Other doctors have switched to “boutique” or “concierge” practices, where patients get unlimited visits in exchange for an annual fee.
Some dentists are making the switch, as well.
Town of Wallkill dentist Dr. Donato Napoletano still accepts insurance, but dropped all managed care contracts about 10 years ago, fed up with the lower fees the insurance companies paid through contracts, fees that barely covered his expenses.
“I could not spend sufficient time with patients because I had to get a certain number of patients in to meet my expenses,” he said. “I just reached a point where I said, this is not why I became a dentist.”
Two thoughts come to mind every time I see or hear of Doc’s going all cash.
First, that is how DC’s made a very good living before insurance inclusion back in the early 60’s and we’ve progressed a very long way in providing services since then. No reason we can’t make a good living at a reasonable fee to our patients again.
Second, it empowers the DOCTOR to get back to being the one, with the patient, to be the decision makers as to what is the needed care for each individual patient, based on Sx and Tx response. As we all have seen day in and day out, each patient progresses differently at their body’s own rate depending upon ALL the factors unique in that patient’s life. I have never had a patient (who has been part of the small percentage that may need that bit of extra care) that has been satisfied that all the research says they should be “all better” yet they are still in pain!
Seems they didn’t participate in the research!
It’s a wonderful system where 30% of the health care dollar is spent on finding reasons to deny people the care they need.

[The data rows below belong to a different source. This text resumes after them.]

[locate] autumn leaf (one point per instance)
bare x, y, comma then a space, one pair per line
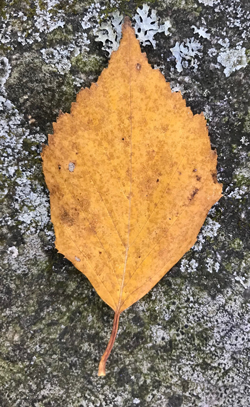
131, 176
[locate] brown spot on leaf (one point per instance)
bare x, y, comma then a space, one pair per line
195, 191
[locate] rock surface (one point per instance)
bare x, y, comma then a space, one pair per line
186, 343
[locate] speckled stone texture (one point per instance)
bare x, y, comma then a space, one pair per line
186, 343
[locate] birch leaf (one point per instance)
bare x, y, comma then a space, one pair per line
131, 176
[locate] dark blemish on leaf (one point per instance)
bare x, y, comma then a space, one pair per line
71, 167
66, 218
214, 176
193, 194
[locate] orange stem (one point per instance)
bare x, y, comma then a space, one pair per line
102, 364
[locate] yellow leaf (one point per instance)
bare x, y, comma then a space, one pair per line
131, 176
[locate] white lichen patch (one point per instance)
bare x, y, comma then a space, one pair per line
109, 33
5, 70
147, 25
237, 193
30, 202
212, 265
209, 2
45, 20
13, 251
185, 54
202, 32
232, 59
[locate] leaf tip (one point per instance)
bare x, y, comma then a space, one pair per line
126, 22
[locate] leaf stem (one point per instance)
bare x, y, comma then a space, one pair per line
102, 364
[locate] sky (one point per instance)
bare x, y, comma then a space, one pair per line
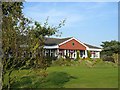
89, 22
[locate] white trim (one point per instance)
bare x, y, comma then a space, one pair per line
76, 40
51, 47
94, 49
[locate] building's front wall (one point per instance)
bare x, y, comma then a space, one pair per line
70, 49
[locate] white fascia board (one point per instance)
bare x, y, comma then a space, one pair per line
94, 49
51, 47
75, 39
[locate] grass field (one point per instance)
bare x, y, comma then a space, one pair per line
102, 75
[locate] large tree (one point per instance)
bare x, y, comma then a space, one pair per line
18, 37
110, 47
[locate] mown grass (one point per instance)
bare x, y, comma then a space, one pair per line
78, 75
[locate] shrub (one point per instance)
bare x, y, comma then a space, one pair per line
115, 56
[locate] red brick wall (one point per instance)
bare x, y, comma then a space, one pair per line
69, 45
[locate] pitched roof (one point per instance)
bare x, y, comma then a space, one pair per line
55, 41
91, 46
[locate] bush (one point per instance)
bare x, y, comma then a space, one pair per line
62, 62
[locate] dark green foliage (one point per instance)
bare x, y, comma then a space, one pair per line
89, 54
53, 80
62, 62
19, 39
78, 55
110, 47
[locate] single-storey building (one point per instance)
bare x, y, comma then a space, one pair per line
56, 47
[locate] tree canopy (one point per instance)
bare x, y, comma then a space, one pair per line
21, 36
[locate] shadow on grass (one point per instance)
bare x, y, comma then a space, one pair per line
53, 80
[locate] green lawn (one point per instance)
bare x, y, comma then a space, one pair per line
102, 75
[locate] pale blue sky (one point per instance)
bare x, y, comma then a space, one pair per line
89, 22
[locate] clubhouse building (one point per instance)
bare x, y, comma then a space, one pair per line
56, 47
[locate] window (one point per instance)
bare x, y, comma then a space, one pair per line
73, 44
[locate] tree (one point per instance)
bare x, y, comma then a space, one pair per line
110, 47
20, 38
111, 51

My concern is only if all-cash practitioners refuse to see patients who can’t afford treatment. Enough of these practitioner types will ensure that many persons who otherwise might benefit from care, never will.
Obie,
This is already happening and it has only created a ‘niche’ which is being filled by some. I have a very good friend that is not only cash based practice but also targets or “specializes” (if that’s what we can call it) in care for the uninsured/under-insured and does most all his advertising on spanish radio stations. He speaks fluent spanish (self taught in 6-8 months). His clinic is walk-in/no appointments only. He almost always has about a 2 hour wait to be seen in his office. He has one other DC in the clinic with him.
Uninsured/under-insured clinics will pop up like weeds should your concern become an issue. Simple demand creating the supply.
Well I bet he’s going to get a huge drop in patients if he does go cash-only.
I went “cash” two years ago for those that are under or non insured. Set up a pre-paid “Corrective Care” schedule (3-12 months). After correction care set up on a pre-paid “Wellness Care” schedule (1-4x/month) also pre-paid. paying up front eliminates confusion and stress for all involved.
Hey Dr. Pete way to go. Be free and enjoy life.
Dr. Rich
It will be interesting to see how the health care reform treats us and whether we may all be cash only. We may be better off in the long run without insurance hassles.